Today I want to talk about how a divorce can affect your mortgage loan application.  

The state of Florida is a marital property state, meaning that you are either married or divorced. If you’re married while you own your primary residence, you and your spouse are both obligated under the mortgage to ensure taxes and insurance get paid.

This doesn’t mean that you were both on the note when you took out your mortgage. Being on the note means that you have the responsibility to pay, while being on the mortgage means that you acknowledge there’s a lien on the property and that you’re responsible for your taxes, insurance, and HOA fees.

“If one spouse was given the home, it is considered a contingent liability.”

During a divorce, somebody is usually either given the marital property or forced to sell it.

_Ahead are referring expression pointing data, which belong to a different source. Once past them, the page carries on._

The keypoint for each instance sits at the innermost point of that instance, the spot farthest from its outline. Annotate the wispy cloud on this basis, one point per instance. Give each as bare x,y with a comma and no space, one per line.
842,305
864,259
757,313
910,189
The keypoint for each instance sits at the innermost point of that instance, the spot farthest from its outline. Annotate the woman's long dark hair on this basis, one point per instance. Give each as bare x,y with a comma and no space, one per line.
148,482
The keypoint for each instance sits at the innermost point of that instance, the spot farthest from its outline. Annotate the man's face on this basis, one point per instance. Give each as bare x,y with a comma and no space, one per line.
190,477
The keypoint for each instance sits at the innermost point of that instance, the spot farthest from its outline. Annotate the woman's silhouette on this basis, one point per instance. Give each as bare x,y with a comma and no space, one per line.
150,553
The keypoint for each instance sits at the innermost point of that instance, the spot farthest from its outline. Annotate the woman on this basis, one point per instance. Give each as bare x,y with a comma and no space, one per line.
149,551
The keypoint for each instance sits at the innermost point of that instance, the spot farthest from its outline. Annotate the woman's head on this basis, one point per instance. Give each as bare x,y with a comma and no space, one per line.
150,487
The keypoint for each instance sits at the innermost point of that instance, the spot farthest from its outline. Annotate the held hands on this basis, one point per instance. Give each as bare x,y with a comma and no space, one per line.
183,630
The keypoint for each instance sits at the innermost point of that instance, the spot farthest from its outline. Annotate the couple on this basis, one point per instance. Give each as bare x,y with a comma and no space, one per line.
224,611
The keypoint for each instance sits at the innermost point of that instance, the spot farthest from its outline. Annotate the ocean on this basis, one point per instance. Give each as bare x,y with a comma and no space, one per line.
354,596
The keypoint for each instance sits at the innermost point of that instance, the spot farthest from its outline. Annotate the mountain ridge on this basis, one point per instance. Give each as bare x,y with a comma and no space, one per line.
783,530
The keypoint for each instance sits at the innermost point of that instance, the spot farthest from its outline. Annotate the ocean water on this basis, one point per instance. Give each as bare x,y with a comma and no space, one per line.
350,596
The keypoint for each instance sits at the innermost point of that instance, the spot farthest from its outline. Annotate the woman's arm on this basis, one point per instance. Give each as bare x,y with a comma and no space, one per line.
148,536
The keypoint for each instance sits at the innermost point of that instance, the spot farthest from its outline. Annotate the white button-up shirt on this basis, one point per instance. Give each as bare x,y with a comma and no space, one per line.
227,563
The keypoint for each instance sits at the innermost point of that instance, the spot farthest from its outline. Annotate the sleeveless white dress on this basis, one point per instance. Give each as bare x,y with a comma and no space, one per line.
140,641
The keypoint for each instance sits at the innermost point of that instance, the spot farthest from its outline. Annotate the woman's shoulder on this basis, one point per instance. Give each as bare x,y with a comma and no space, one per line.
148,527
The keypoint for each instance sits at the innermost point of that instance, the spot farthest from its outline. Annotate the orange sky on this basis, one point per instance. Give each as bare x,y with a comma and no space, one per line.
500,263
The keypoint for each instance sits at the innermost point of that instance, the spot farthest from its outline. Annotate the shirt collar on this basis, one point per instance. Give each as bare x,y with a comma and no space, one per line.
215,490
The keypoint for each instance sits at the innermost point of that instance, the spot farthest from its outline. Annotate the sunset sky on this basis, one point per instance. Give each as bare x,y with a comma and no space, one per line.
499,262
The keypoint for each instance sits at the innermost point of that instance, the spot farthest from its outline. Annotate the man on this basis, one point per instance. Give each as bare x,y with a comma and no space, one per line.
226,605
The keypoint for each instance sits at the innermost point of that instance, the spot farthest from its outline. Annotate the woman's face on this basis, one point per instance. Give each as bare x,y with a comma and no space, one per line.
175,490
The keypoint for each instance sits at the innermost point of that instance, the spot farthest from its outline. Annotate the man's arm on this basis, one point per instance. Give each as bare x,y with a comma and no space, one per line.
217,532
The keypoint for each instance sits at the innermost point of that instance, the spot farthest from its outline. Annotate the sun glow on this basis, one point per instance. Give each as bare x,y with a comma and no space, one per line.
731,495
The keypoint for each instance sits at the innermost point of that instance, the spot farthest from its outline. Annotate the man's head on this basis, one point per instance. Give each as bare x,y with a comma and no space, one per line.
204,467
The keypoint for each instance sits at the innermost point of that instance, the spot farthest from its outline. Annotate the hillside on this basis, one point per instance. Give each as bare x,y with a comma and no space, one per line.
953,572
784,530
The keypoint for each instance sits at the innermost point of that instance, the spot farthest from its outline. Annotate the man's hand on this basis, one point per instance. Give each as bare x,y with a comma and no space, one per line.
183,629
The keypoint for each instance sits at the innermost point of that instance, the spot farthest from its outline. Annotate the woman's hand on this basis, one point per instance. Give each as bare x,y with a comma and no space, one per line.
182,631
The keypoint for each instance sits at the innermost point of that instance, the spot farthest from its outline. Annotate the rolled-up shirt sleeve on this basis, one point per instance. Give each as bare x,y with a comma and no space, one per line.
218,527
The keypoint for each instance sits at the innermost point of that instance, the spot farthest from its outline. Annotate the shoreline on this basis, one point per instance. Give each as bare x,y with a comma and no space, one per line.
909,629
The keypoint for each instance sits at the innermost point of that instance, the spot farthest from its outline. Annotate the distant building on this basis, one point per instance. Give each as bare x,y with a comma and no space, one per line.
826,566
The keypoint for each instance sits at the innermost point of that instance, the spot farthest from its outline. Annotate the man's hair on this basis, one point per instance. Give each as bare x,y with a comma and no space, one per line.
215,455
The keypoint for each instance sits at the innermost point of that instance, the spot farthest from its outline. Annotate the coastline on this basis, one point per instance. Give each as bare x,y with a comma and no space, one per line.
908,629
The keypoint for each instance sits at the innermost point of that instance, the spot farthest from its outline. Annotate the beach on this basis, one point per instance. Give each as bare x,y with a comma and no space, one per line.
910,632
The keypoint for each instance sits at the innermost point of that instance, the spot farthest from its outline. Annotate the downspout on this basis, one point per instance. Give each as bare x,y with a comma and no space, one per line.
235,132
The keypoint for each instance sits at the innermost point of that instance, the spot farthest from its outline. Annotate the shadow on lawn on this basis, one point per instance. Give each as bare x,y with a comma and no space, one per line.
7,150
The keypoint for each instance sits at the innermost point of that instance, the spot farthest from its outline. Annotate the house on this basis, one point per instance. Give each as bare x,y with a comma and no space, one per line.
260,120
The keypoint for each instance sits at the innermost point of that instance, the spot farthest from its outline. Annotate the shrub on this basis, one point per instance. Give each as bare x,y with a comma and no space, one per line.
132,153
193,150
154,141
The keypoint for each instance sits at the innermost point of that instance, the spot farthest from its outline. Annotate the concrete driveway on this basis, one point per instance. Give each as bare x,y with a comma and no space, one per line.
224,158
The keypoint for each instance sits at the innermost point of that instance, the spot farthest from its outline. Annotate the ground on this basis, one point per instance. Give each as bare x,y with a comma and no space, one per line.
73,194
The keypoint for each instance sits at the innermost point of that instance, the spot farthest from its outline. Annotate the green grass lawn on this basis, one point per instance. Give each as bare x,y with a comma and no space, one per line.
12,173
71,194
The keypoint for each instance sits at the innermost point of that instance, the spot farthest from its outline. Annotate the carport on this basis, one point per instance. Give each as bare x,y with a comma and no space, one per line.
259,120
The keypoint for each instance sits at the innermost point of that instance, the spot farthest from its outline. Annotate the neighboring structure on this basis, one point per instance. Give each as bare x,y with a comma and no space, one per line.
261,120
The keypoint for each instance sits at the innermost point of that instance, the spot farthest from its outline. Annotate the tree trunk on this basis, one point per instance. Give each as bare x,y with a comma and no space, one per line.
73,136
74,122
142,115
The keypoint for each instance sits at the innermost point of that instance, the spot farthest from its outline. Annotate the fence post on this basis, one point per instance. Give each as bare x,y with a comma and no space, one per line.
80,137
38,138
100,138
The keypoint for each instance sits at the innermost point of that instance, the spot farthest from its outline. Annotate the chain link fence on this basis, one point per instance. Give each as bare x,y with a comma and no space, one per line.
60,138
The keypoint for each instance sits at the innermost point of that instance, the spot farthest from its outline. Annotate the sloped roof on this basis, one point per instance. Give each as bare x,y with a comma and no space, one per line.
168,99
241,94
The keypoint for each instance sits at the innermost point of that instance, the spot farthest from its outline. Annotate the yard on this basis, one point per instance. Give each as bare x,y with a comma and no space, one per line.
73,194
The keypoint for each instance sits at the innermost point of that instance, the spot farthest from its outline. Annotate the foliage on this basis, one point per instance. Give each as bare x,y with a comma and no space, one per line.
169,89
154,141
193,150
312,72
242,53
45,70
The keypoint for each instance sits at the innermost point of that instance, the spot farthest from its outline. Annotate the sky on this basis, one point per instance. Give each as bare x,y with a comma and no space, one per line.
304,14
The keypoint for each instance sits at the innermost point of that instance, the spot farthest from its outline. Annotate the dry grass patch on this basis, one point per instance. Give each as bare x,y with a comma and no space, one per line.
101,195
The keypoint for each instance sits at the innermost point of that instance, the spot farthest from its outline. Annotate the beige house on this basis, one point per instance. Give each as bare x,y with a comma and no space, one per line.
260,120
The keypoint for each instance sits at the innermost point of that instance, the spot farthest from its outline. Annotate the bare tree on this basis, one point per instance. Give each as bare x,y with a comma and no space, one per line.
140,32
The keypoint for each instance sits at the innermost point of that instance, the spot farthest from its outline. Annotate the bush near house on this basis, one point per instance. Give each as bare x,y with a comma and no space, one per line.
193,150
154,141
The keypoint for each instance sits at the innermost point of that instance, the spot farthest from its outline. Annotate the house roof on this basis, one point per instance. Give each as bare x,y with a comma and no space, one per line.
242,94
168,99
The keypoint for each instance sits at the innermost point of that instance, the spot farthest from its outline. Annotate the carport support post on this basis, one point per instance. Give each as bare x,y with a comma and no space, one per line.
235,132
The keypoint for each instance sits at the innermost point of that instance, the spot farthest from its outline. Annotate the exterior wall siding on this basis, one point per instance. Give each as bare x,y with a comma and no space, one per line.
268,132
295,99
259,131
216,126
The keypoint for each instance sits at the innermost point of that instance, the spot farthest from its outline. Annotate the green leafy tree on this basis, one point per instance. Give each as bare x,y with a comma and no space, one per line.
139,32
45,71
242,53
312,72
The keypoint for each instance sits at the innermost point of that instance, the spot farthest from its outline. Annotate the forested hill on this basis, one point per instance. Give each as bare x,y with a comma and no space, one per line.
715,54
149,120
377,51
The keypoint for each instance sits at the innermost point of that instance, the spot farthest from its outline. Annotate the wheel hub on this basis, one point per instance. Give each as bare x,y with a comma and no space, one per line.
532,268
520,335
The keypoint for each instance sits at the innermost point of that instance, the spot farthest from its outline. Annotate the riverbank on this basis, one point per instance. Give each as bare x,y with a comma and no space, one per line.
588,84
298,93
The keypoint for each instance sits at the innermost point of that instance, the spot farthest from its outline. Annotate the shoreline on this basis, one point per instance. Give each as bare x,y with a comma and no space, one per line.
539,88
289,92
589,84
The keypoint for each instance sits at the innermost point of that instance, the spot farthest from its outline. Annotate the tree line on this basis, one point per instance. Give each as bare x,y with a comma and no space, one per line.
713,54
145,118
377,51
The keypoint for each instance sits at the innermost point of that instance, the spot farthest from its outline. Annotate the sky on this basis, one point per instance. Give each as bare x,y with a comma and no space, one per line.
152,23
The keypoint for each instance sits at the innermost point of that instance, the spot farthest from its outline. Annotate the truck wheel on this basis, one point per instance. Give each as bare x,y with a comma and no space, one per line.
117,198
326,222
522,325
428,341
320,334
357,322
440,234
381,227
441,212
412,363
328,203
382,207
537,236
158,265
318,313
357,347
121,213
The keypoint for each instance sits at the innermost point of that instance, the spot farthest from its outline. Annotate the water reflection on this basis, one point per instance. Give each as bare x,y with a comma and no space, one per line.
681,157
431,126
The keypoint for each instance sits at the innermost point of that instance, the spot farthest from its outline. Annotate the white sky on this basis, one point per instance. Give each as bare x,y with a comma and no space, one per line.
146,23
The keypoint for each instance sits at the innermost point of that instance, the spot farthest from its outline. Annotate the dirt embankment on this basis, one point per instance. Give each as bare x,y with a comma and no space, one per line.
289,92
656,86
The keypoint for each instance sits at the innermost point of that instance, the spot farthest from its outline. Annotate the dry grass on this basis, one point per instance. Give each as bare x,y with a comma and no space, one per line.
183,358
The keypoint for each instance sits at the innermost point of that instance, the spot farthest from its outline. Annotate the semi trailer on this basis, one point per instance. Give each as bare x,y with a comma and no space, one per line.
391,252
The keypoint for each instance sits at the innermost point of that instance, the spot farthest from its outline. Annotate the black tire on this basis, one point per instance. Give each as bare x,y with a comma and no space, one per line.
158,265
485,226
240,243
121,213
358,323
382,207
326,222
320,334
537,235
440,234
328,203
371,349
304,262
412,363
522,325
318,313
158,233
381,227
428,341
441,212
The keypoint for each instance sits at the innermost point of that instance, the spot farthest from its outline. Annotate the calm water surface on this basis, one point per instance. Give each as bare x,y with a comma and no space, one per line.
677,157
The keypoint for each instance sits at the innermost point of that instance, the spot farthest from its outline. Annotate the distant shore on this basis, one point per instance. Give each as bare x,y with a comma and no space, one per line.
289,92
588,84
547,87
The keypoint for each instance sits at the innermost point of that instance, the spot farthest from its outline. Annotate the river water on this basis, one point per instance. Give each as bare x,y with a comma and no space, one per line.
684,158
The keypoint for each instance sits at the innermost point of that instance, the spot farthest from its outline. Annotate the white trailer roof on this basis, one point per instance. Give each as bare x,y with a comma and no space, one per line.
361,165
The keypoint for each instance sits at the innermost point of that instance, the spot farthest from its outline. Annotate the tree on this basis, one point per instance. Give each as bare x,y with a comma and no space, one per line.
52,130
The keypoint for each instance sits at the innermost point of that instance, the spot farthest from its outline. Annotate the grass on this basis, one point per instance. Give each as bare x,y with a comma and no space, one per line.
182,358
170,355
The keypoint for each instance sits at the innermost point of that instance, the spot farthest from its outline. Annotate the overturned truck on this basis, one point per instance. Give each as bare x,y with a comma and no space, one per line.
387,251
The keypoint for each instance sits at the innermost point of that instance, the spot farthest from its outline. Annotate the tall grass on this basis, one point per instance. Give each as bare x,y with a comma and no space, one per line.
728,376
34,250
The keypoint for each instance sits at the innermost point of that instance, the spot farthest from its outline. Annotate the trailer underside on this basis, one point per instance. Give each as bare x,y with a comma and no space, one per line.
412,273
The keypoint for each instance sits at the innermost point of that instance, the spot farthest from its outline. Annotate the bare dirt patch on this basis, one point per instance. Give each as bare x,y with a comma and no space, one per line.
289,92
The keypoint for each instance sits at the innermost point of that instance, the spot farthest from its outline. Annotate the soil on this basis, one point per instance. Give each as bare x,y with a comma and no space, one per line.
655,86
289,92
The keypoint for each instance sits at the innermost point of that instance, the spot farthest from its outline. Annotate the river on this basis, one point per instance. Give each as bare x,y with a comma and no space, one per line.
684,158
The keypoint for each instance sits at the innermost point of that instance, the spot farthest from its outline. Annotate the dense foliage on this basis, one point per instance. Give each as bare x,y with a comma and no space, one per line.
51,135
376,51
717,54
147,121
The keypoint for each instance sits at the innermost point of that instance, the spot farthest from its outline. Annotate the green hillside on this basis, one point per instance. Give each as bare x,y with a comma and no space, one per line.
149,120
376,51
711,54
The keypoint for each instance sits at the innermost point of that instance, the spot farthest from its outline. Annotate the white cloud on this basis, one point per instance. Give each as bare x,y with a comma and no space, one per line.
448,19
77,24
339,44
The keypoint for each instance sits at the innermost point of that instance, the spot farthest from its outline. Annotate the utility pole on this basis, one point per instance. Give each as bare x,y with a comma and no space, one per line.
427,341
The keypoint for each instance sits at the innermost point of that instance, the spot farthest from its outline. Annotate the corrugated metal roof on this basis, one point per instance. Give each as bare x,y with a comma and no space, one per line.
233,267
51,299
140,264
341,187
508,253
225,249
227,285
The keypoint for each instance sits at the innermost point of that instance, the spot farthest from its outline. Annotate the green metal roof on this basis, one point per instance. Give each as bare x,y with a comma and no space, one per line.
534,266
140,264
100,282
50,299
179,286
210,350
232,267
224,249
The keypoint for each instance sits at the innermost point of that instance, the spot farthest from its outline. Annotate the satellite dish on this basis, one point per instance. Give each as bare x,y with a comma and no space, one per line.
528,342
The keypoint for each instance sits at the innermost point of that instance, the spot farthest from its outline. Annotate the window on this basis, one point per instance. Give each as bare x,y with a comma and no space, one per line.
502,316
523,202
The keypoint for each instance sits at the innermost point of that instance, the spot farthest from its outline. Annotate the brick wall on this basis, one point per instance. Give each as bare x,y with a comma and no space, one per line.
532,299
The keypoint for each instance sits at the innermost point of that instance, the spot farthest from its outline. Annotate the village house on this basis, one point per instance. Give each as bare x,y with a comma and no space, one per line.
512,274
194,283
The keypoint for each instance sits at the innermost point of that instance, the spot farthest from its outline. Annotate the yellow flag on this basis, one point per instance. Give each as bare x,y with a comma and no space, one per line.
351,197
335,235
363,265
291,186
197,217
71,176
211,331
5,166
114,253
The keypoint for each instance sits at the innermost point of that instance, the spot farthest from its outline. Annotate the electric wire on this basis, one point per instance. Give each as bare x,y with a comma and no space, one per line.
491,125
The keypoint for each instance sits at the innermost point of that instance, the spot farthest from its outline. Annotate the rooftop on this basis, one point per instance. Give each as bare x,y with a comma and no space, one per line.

If you are forced to sell the home, for us to not count that payment against you and your debt-to-income ratio, that house would have to be sold simultaneously with your new home purchase, unless you can qualify with both payments.

If one spouse was given the home, it is considered a contingent liability. Depending on the loan program, as long as it states who was awarded the home in the divorce decree after it’s finalized, we would not have to count the payment against the spouse who didn’t take the home. This applies even if the home had not been refinanced out of your name.

During a divorce, it’s also important to stay up on your credit and keep track of who is paying what. Being late on a single credit card or car loan payment can lower your credit score anywhere from 30 to 60 points, which you don’t want when buying a new home.